Rujamar ha inaugurado este martes su nueva sede corporativa en la ciudad de Cuenca en un acto que ha reunido a representantes institucionales, empresarios, entidades financieras, colaboradores y trabajadores de la compañía. La apertura de estas oficinas supone un nuevo paso en la evolución de la empresa avícola conquense, que tras décadas con sus servicios centrales en San Lorenzo de la Parrilla traslada ahora su centro de gestión a la capital con el objetivo de favorecer su crecimiento, atraer talento y reforzar su estrategia empresarial.
El acto ha estado presidido por el CEO de Rujamar, Rubén Martínez, junto al presidente de Castilla-La Mancha, Emiliano García-Page; el presidente de la Diputación Provincial de Cuenca, Álvaro Martínez Chana; y la teniente de alcalde del Ayuntamiento de Cuenca, Saray Portillo, quienes han coincidido en destacar la trayectoria de una empresa que se ha convertido en uno de los principales referentes del sector avícola nacional.
Durante su intervención, Rubén Martínez ha explicado que el traslado de las oficinas responde a una decisión adoptada hace dos años y sustentada en dos motivos fundamentales. El primero de ellos es la necesidad de contar con un entorno que facilite la captación de profesionales cualificados. Aunque ha reivindicado el vínculo de la empresa con San Lorenzo de la Parrilla, su «amado pueblo», ha señalado que Cuenca ofrece mayores servicios, mejores comunicaciones y una capacidad más atractiva para incorporar talento a una compañía en constante crecimiento.

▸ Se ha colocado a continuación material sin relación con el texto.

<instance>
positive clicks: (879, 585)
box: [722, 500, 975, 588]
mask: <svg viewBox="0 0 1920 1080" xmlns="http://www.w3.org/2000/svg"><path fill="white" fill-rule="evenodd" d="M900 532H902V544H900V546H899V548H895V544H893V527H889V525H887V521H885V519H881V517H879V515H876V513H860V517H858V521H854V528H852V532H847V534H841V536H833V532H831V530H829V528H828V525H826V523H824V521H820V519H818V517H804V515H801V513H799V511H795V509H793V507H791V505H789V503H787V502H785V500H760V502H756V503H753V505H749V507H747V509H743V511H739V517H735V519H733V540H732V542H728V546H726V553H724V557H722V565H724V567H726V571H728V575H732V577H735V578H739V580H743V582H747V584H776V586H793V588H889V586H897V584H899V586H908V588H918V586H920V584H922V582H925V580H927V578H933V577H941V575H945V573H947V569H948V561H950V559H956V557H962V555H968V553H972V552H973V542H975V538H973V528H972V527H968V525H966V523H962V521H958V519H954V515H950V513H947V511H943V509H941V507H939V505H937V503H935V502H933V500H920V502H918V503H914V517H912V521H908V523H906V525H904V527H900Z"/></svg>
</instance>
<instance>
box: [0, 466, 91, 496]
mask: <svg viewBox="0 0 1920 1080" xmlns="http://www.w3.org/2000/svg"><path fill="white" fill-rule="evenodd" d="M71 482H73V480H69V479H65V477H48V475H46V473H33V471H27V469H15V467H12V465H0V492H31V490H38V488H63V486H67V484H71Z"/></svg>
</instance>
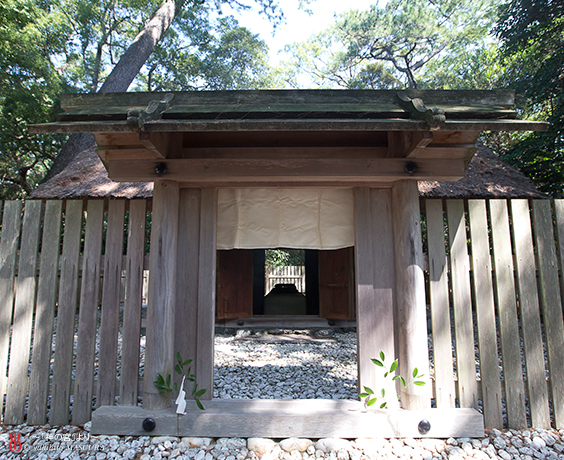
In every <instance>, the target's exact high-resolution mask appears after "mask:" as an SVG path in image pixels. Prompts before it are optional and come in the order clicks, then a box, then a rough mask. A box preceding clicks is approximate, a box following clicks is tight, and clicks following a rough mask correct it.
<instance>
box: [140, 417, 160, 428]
mask: <svg viewBox="0 0 564 460" xmlns="http://www.w3.org/2000/svg"><path fill="white" fill-rule="evenodd" d="M156 426H157V423H156V422H155V421H154V420H153V419H152V418H146V419H145V420H143V429H144V430H145V431H153V430H154V429H155V427H156Z"/></svg>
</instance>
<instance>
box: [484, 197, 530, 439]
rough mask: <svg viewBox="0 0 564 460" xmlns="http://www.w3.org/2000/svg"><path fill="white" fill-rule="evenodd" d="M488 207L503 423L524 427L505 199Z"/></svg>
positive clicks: (521, 381)
mask: <svg viewBox="0 0 564 460" xmlns="http://www.w3.org/2000/svg"><path fill="white" fill-rule="evenodd" d="M489 206H490V219H491V223H492V245H493V255H494V274H495V281H496V297H497V308H498V320H499V330H500V334H501V356H502V360H503V379H504V384H505V399H506V408H507V423H508V424H509V427H510V428H515V429H521V428H526V427H527V417H526V412H525V385H524V382H523V367H522V364H521V343H520V340H519V324H518V321H517V303H516V298H515V275H514V271H513V255H512V252H511V236H510V231H509V214H508V212H507V202H506V201H505V200H490V202H489Z"/></svg>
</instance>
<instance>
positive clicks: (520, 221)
mask: <svg viewBox="0 0 564 460" xmlns="http://www.w3.org/2000/svg"><path fill="white" fill-rule="evenodd" d="M511 217H512V219H513V222H514V224H513V241H514V247H515V269H516V271H517V289H518V292H519V312H520V314H521V330H522V333H523V352H524V355H525V368H526V372H527V389H528V391H529V411H530V415H531V422H532V425H533V427H538V428H550V411H549V407H548V386H547V383H546V372H545V366H544V352H543V343H542V332H541V325H540V311H539V301H538V286H537V274H536V266H535V254H534V249H533V236H532V230H531V215H530V213H529V203H528V201H527V200H511Z"/></svg>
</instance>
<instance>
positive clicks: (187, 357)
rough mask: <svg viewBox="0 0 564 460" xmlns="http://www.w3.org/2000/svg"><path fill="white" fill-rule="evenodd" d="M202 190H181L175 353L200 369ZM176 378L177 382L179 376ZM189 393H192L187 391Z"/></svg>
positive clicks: (192, 367) (177, 269)
mask: <svg viewBox="0 0 564 460" xmlns="http://www.w3.org/2000/svg"><path fill="white" fill-rule="evenodd" d="M200 193H201V192H200V189H182V190H180V205H179V206H180V209H179V221H178V228H179V229H182V230H181V231H179V233H178V263H177V272H176V276H177V283H176V289H177V290H176V299H177V303H176V312H175V324H174V329H175V332H174V350H175V353H176V352H179V353H180V355H181V356H182V359H192V360H194V361H193V362H192V372H194V373H195V374H196V375H197V374H198V370H197V362H196V355H197V349H196V347H197V335H198V333H197V325H198V308H197V306H198V276H199V275H198V273H199V267H200V265H199V264H200V257H199V252H200V201H201V196H200ZM174 378H175V379H176V381H177V382H179V381H180V380H179V379H178V377H177V375H176V373H175V376H174ZM187 393H188V392H187Z"/></svg>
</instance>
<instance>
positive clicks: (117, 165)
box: [108, 158, 464, 184]
mask: <svg viewBox="0 0 564 460" xmlns="http://www.w3.org/2000/svg"><path fill="white" fill-rule="evenodd" d="M407 164H408V162H407V161H406V160H404V159H396V158H373V159H357V158H351V159H346V158H338V159H315V158H313V159H311V158H304V159H297V158H294V159H268V160H265V159H260V160H257V159H231V158H213V159H198V158H196V159H178V160H166V161H162V162H159V161H155V160H136V161H125V160H116V161H112V162H109V164H108V175H109V177H110V179H112V180H114V181H126V182H131V181H143V182H149V181H154V180H161V179H162V180H164V179H166V180H178V181H191V182H202V183H222V182H233V181H240V182H242V183H244V182H254V183H256V182H261V183H276V182H292V181H305V182H307V181H312V182H313V181H316V182H327V184H332V183H335V184H339V183H342V182H351V183H355V182H381V181H388V182H389V181H393V180H405V179H413V180H440V181H456V180H459V179H461V178H462V177H464V160H462V159H457V160H444V159H443V160H434V159H417V160H416V161H415V164H416V171H414V172H412V173H411V174H410V173H408V172H407V171H406V165H407ZM157 166H159V167H158V168H157ZM157 169H158V170H160V172H161V173H160V174H159V173H157Z"/></svg>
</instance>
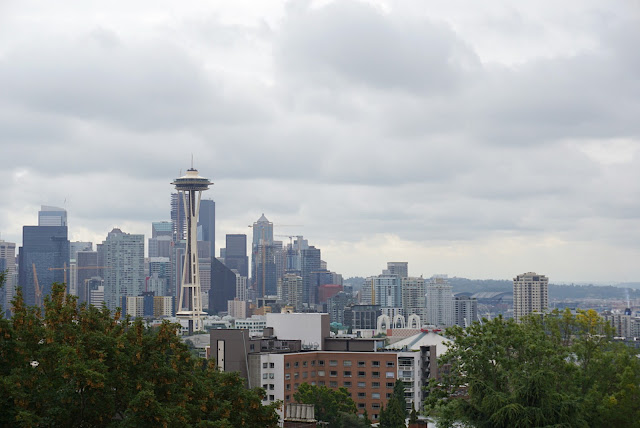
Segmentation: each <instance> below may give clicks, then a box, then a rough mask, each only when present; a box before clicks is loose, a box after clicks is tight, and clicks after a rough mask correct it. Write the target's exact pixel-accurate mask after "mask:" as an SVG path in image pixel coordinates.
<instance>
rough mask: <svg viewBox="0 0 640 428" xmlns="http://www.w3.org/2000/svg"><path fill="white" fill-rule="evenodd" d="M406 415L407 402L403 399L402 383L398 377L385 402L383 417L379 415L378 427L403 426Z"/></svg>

La segunda razón es la bioseguridad. Martínez ha explicado que el elevado número de visitas que recibían diariamente las oficinas situadas junto a las explotaciones suponía un riesgo añadido para las granjas. En este sentido, ha destacado que separar físicamente la gestión administrativa de los centros de producción permitirá minimizar esa posibilidad de contaminación cruzada y reforzar los protocolos sanitarios que caracterizan a la empresa. «La mejor medida es no visitar las instalaciones, y con eso conseguimos que no exista esa contaminación», ha destacado.
El CEO de Rujamar ha hecho un repaso de los proyectos que la empresa desarrolla actualmente. Entre ellos ha destacado la construcción del nuevo centro experimental de Honrubia, que definió como una instalación «única en el mundo» para la investigación en sistemas alternativos de producción; la ampliación del complejo ecológico de la misma localidad, el futuro desarrollo previsto en San Clemente, el proyecto en Canarias y las inversiones que continúan ejecutándose en Mondéjar.
Asimismo, Martínez ha anunciado la creación de una sociedad conjunta entre Rujamar e Incarlopsa denominada ‘Piensos de Cuenca’, que permitirá construir en Montalbo una fábrica con capacidad para producir 600.000 toneladas de pienso al año. La instalación, ha explicado, abastecerá principalmente a las explotaciones de ambas compañías, aunque también podrá suministrar producto a terceros.
Por su parte, la primera teniente de alcalde de Cuenca, Saray Portillo, ha subrayado que la ciudad «está de enhorabuena» por incorporar a su tejido productivo una compañía nacida como negocio familiar y que ha sabido sobreponerse a momentos especialmente complicados, como el incendio sufrido hace algo más de dos años. También ha agradecido el compromiso de Rujamar con el tejido social conquense, destacando su colaboración con clubes deportivos y numerosas iniciativas desarrolladas en la provincia.
El presidente de la Diputación Provincial, Álvaro Martínez Chana, ha definido a Rujamar como un ejemplo de «innovación, sostenibilidad e investigación» dentro del sector avícola. Ha recordado que la empresa genera cientos de empleos directos e indirectos en la provincia y ha asegurado que compañías como esta representan el modelo empresarial que las administraciones quieren impulsar para favorecer la industrialización de Cuenca. Precisamente, vinculó ese ejemplo empresarial al plan de industrialización y al futuro desarrollo energético que promueve la institución provincial.